El sentido del tacto se ha revelado como un componente clave en este proceso, permitiendo a los robots "sentir" lo que están haciendo, lo que les brinda información adicional. Este avance ha simplificado tareas difíciles que antes solo podían realizarse mediante la visión.
Ben Burchfiel, gerente del laboratorio de manipulación hábil, comparte su emoción al observar cómo los robots interactúan con su entorno. Los robots aprenden de manera rápida y efectiva al ver a un "profesor" humano demostrar habilidades, y en cuestión de horas, adquieren nuevas habilidades de forma autónoma. Este método de enseñanza muestra resultados prometedores y se espera que se aplique a una amplia gama de tareas.

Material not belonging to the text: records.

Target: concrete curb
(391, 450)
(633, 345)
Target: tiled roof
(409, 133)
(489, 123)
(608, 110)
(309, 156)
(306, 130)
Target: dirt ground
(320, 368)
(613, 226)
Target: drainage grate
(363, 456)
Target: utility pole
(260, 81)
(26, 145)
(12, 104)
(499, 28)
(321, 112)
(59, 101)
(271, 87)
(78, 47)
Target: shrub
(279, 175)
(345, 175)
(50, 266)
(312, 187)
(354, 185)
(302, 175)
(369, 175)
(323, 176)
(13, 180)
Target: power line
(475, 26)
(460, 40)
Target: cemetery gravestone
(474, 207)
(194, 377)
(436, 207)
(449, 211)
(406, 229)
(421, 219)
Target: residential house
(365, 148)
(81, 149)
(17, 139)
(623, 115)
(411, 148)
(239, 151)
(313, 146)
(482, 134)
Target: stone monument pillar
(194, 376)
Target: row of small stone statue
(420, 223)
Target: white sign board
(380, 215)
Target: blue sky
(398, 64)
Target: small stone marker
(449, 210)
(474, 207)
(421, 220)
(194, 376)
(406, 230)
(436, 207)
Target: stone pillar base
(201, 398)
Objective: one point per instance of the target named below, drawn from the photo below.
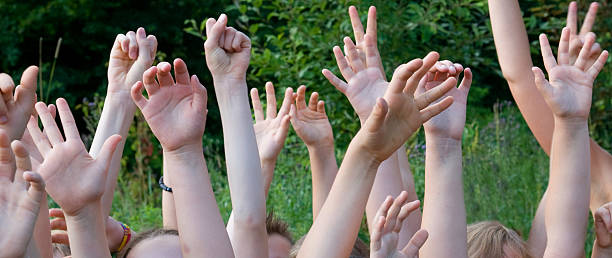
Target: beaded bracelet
(164, 186)
(127, 235)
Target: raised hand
(569, 89)
(20, 198)
(577, 39)
(386, 229)
(399, 113)
(228, 51)
(271, 131)
(131, 55)
(15, 109)
(366, 82)
(175, 111)
(450, 123)
(310, 121)
(66, 162)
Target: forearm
(42, 230)
(569, 185)
(243, 170)
(444, 209)
(334, 232)
(116, 118)
(324, 169)
(87, 234)
(200, 226)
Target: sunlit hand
(450, 123)
(399, 113)
(385, 232)
(67, 165)
(175, 111)
(228, 51)
(577, 39)
(131, 55)
(271, 131)
(15, 109)
(311, 122)
(59, 234)
(568, 94)
(20, 199)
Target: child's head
(279, 237)
(153, 243)
(492, 239)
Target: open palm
(176, 112)
(67, 164)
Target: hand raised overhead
(228, 51)
(175, 111)
(131, 55)
(20, 198)
(569, 89)
(67, 165)
(386, 229)
(15, 109)
(399, 113)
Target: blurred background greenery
(505, 171)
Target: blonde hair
(492, 239)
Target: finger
(547, 56)
(180, 72)
(148, 79)
(215, 32)
(353, 55)
(40, 140)
(430, 96)
(200, 98)
(585, 52)
(594, 70)
(563, 52)
(572, 18)
(287, 100)
(589, 19)
(378, 115)
(435, 109)
(163, 74)
(334, 80)
(312, 102)
(300, 100)
(58, 224)
(541, 83)
(270, 101)
(356, 24)
(51, 129)
(136, 93)
(402, 73)
(70, 129)
(416, 242)
(345, 69)
(257, 108)
(133, 45)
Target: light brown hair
(492, 239)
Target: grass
(505, 174)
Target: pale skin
(385, 233)
(228, 52)
(20, 197)
(514, 56)
(364, 81)
(396, 116)
(444, 211)
(311, 124)
(176, 113)
(66, 162)
(568, 93)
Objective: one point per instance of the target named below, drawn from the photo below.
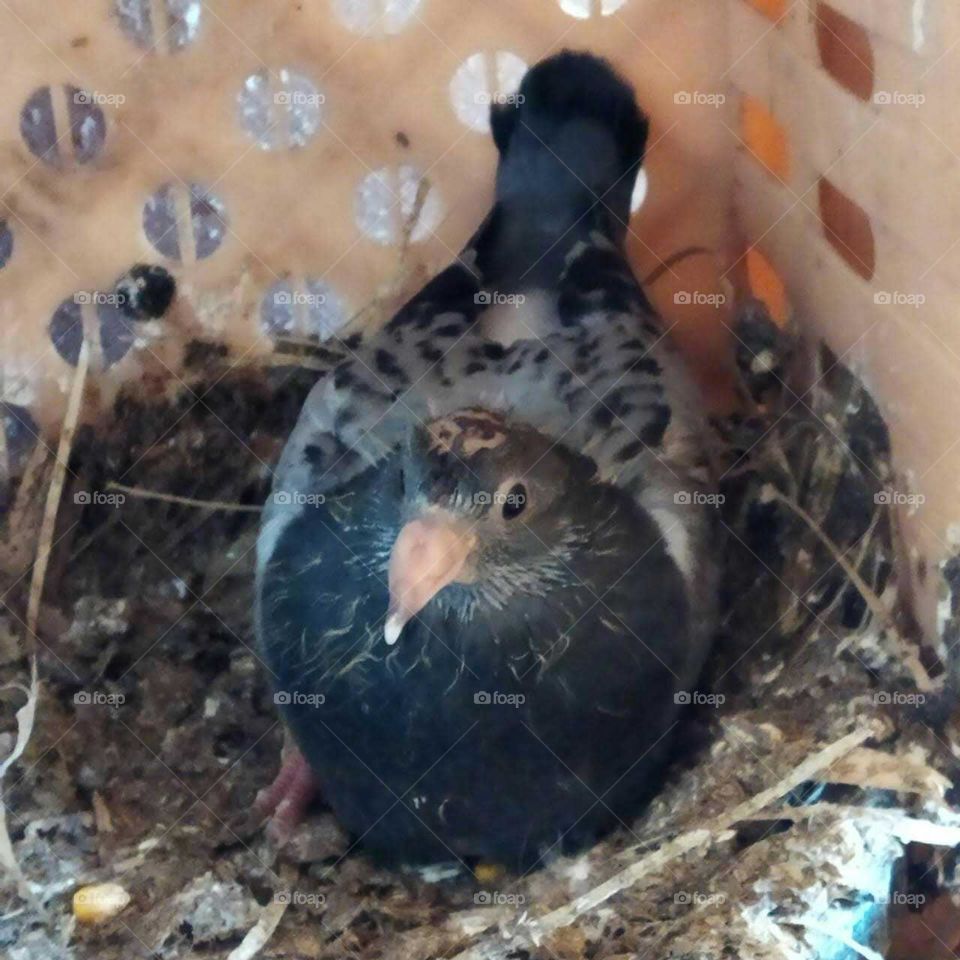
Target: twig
(26, 716)
(144, 494)
(55, 490)
(877, 607)
(536, 930)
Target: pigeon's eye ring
(514, 501)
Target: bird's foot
(286, 800)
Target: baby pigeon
(485, 572)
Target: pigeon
(486, 571)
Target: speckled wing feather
(601, 379)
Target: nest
(808, 813)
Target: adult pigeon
(485, 572)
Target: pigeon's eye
(514, 501)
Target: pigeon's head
(488, 503)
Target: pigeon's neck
(525, 241)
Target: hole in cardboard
(847, 227)
(87, 126)
(375, 17)
(308, 309)
(178, 26)
(483, 80)
(845, 51)
(280, 110)
(206, 214)
(765, 137)
(585, 9)
(386, 200)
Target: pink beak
(428, 554)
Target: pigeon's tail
(571, 140)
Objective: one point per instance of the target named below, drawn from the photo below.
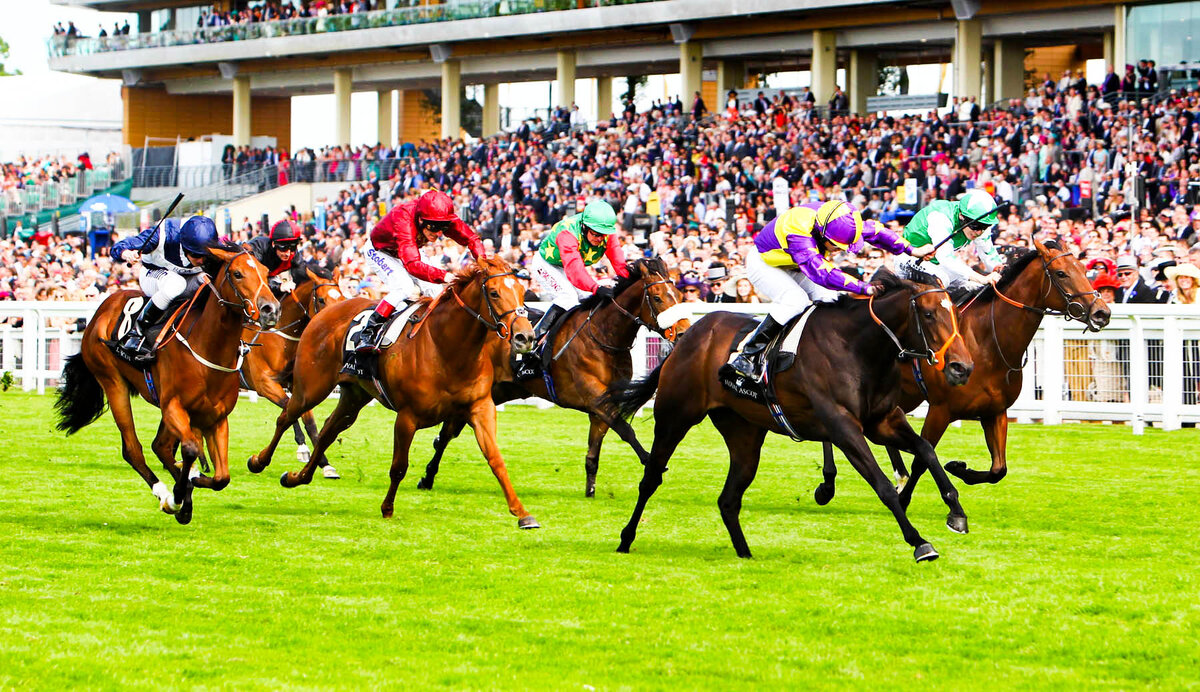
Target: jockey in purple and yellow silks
(791, 264)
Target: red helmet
(285, 232)
(435, 205)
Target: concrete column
(1119, 40)
(967, 60)
(342, 106)
(1008, 70)
(241, 110)
(491, 109)
(565, 78)
(604, 98)
(825, 65)
(451, 98)
(385, 120)
(863, 78)
(730, 74)
(691, 55)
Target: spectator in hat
(1133, 286)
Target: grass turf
(1080, 571)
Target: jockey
(573, 245)
(277, 253)
(790, 264)
(172, 268)
(965, 221)
(395, 257)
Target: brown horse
(195, 377)
(845, 385)
(999, 326)
(268, 363)
(592, 346)
(442, 371)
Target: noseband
(936, 359)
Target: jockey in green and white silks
(964, 222)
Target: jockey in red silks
(395, 258)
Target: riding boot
(136, 342)
(371, 336)
(547, 320)
(767, 330)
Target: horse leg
(745, 447)
(936, 421)
(829, 470)
(349, 403)
(179, 426)
(118, 395)
(401, 440)
(669, 432)
(895, 432)
(995, 432)
(483, 421)
(450, 429)
(847, 434)
(217, 439)
(592, 459)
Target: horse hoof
(924, 553)
(957, 524)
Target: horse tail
(81, 398)
(627, 397)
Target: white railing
(1144, 367)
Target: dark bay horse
(269, 360)
(443, 371)
(594, 341)
(845, 384)
(195, 378)
(999, 326)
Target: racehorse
(592, 347)
(845, 385)
(193, 379)
(441, 369)
(271, 351)
(999, 325)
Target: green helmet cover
(978, 205)
(599, 216)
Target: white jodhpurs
(789, 290)
(163, 286)
(555, 280)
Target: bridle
(936, 359)
(497, 323)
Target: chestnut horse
(268, 365)
(592, 346)
(195, 377)
(441, 371)
(999, 326)
(845, 385)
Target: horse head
(660, 304)
(931, 320)
(503, 302)
(1068, 286)
(241, 282)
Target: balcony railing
(64, 46)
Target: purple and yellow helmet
(841, 226)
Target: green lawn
(1080, 571)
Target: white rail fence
(1143, 368)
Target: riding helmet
(599, 216)
(198, 235)
(841, 224)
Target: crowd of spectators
(1113, 180)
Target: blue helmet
(198, 235)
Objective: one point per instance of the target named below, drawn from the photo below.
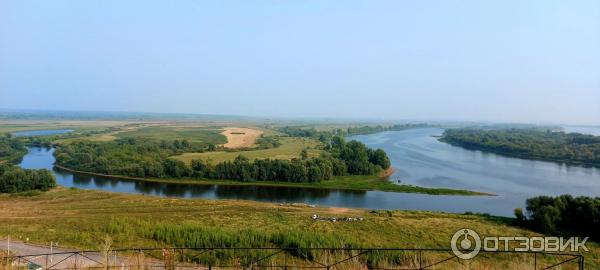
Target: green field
(290, 148)
(199, 135)
(81, 219)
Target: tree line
(564, 215)
(144, 158)
(11, 149)
(573, 148)
(15, 179)
(356, 130)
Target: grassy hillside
(202, 135)
(290, 148)
(81, 219)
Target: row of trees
(563, 216)
(141, 158)
(571, 148)
(11, 149)
(15, 179)
(356, 130)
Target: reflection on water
(418, 158)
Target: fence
(289, 258)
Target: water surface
(419, 159)
(29, 133)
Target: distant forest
(147, 158)
(571, 148)
(11, 149)
(325, 136)
(13, 178)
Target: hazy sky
(518, 61)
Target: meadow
(290, 148)
(197, 135)
(81, 219)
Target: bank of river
(417, 156)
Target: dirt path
(240, 137)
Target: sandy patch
(240, 137)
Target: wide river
(419, 159)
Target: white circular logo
(469, 244)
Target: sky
(501, 61)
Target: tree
(304, 154)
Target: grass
(81, 219)
(290, 148)
(201, 135)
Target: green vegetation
(129, 157)
(288, 149)
(14, 179)
(12, 149)
(81, 219)
(571, 148)
(563, 215)
(353, 130)
(198, 136)
(145, 157)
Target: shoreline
(358, 183)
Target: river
(419, 159)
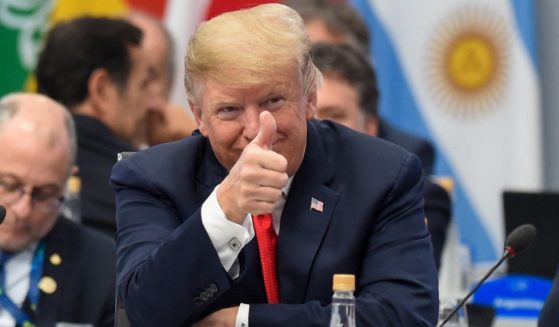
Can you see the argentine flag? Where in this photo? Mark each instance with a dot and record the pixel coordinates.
(462, 73)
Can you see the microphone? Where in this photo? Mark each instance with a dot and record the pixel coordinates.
(518, 240)
(2, 213)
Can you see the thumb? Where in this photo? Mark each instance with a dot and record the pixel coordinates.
(267, 130)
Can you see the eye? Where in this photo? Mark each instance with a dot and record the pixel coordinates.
(273, 103)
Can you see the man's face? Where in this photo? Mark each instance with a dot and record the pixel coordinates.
(338, 101)
(26, 163)
(230, 117)
(145, 93)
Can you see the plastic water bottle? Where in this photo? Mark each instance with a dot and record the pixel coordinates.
(343, 301)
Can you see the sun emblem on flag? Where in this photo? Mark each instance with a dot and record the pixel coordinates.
(467, 61)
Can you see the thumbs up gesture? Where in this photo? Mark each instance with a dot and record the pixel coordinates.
(254, 184)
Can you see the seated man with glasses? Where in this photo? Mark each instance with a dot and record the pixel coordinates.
(51, 269)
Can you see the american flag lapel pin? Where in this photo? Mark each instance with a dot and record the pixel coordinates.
(317, 205)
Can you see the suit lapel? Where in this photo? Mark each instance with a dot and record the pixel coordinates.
(303, 228)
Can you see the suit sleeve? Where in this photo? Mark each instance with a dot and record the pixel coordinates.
(397, 284)
(167, 268)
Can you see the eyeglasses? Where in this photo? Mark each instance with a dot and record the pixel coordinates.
(45, 199)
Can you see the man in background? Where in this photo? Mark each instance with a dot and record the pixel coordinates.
(53, 270)
(338, 22)
(173, 122)
(102, 71)
(348, 95)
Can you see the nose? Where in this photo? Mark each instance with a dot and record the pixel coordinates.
(251, 123)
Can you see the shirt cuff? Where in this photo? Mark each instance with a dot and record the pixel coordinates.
(227, 237)
(242, 315)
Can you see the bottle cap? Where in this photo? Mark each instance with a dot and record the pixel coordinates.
(343, 282)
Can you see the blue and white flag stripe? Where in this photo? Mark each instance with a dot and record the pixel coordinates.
(486, 142)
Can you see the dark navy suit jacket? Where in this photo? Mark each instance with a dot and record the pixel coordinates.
(372, 225)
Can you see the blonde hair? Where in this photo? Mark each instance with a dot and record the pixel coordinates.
(243, 48)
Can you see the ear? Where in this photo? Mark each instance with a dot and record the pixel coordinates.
(102, 91)
(197, 111)
(371, 126)
(311, 105)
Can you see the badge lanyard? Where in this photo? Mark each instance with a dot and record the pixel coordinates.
(20, 316)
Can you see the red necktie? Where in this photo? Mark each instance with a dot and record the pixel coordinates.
(267, 241)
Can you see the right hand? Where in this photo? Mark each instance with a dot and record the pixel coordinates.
(254, 184)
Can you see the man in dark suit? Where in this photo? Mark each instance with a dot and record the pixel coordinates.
(52, 270)
(246, 222)
(349, 96)
(337, 22)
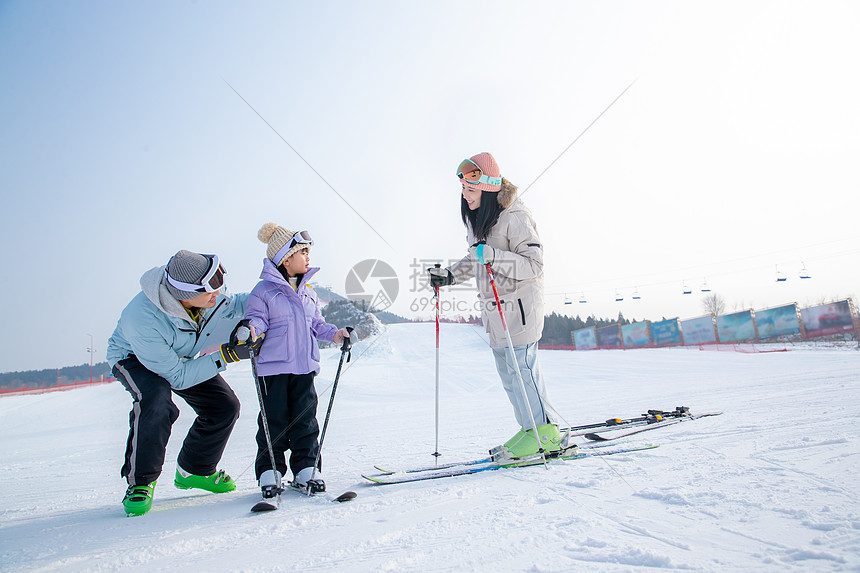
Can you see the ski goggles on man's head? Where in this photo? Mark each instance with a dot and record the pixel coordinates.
(469, 172)
(212, 281)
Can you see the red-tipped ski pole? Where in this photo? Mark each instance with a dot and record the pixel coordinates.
(513, 364)
(436, 453)
(344, 353)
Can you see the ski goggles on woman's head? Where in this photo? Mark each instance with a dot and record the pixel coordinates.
(469, 172)
(211, 282)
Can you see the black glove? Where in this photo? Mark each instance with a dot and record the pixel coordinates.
(237, 349)
(440, 277)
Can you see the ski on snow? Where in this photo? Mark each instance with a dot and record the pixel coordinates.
(653, 419)
(462, 463)
(658, 422)
(476, 466)
(274, 503)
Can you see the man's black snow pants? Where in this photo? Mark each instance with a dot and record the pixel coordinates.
(290, 401)
(153, 413)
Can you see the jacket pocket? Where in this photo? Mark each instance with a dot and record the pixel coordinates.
(276, 347)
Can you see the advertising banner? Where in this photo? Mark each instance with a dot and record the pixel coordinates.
(584, 339)
(636, 335)
(699, 330)
(827, 319)
(666, 333)
(736, 327)
(609, 337)
(776, 322)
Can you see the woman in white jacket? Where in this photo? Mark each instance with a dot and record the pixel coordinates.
(494, 217)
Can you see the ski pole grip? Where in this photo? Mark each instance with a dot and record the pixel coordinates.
(479, 250)
(347, 342)
(243, 333)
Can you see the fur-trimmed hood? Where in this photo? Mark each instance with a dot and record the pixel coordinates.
(508, 194)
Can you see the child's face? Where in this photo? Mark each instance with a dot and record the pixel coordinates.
(472, 196)
(298, 262)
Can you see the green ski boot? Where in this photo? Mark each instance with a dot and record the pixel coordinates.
(219, 482)
(138, 499)
(500, 451)
(523, 444)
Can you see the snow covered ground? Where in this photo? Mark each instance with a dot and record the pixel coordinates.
(771, 485)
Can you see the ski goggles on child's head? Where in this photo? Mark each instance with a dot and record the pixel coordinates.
(212, 281)
(469, 172)
(300, 238)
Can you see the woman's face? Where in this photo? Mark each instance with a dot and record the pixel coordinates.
(298, 263)
(472, 196)
(205, 300)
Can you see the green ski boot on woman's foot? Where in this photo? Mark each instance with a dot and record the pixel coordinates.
(138, 499)
(523, 444)
(219, 482)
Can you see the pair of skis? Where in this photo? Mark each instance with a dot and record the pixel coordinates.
(608, 431)
(385, 477)
(615, 428)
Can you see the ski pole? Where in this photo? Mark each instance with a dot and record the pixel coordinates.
(244, 334)
(344, 352)
(436, 453)
(514, 364)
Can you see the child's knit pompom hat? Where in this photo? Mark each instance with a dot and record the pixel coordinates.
(278, 238)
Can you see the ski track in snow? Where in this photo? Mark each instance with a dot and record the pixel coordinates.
(770, 485)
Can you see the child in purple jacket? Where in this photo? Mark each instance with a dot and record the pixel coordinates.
(286, 309)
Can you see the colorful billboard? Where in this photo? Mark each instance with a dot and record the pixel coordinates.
(609, 336)
(666, 332)
(777, 322)
(584, 339)
(737, 327)
(827, 319)
(636, 335)
(699, 330)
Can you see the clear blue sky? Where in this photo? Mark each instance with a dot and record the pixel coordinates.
(734, 152)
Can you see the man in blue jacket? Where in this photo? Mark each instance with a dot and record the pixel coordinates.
(155, 352)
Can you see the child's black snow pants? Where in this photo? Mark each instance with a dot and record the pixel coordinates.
(290, 401)
(153, 413)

Los investigadores tienen como objetivo crear "Modelos de Comportamiento Amplio" (LBMs), que permitan a los robots aprender mediante la observación y generalizar nuevas habilidades sin instrucción específica. Este enfoque ha llevado al entrenamiento exitoso de más de 60 habilidades desafiantes, con planes de ampliar este número a 1,000 para 2024.
Este enfoque innovador en la enseñanza de robots encuentra paralelos en las investigaciones de Google y Tesla, que también están utilizando inteligencia artificial para que los robots aprendan de la experiencia. A medida que avanzan en este campo, existe la posibilidad de que los robots puedan realizar tareas con mínima o ninguna instrucción adicional, abriendo nuevas posibilidades en la automatización y la robótica.
Sin embargo, se reconoce que este tipo de investigación es un proceso lento y laborioso, y proporcionar suficientes datos de entrenamiento sigue siendo un desafío. Aunque los avances son prometedores, aún hay obstáculos por superar en el camino hacia la automatización total de tareas complejas.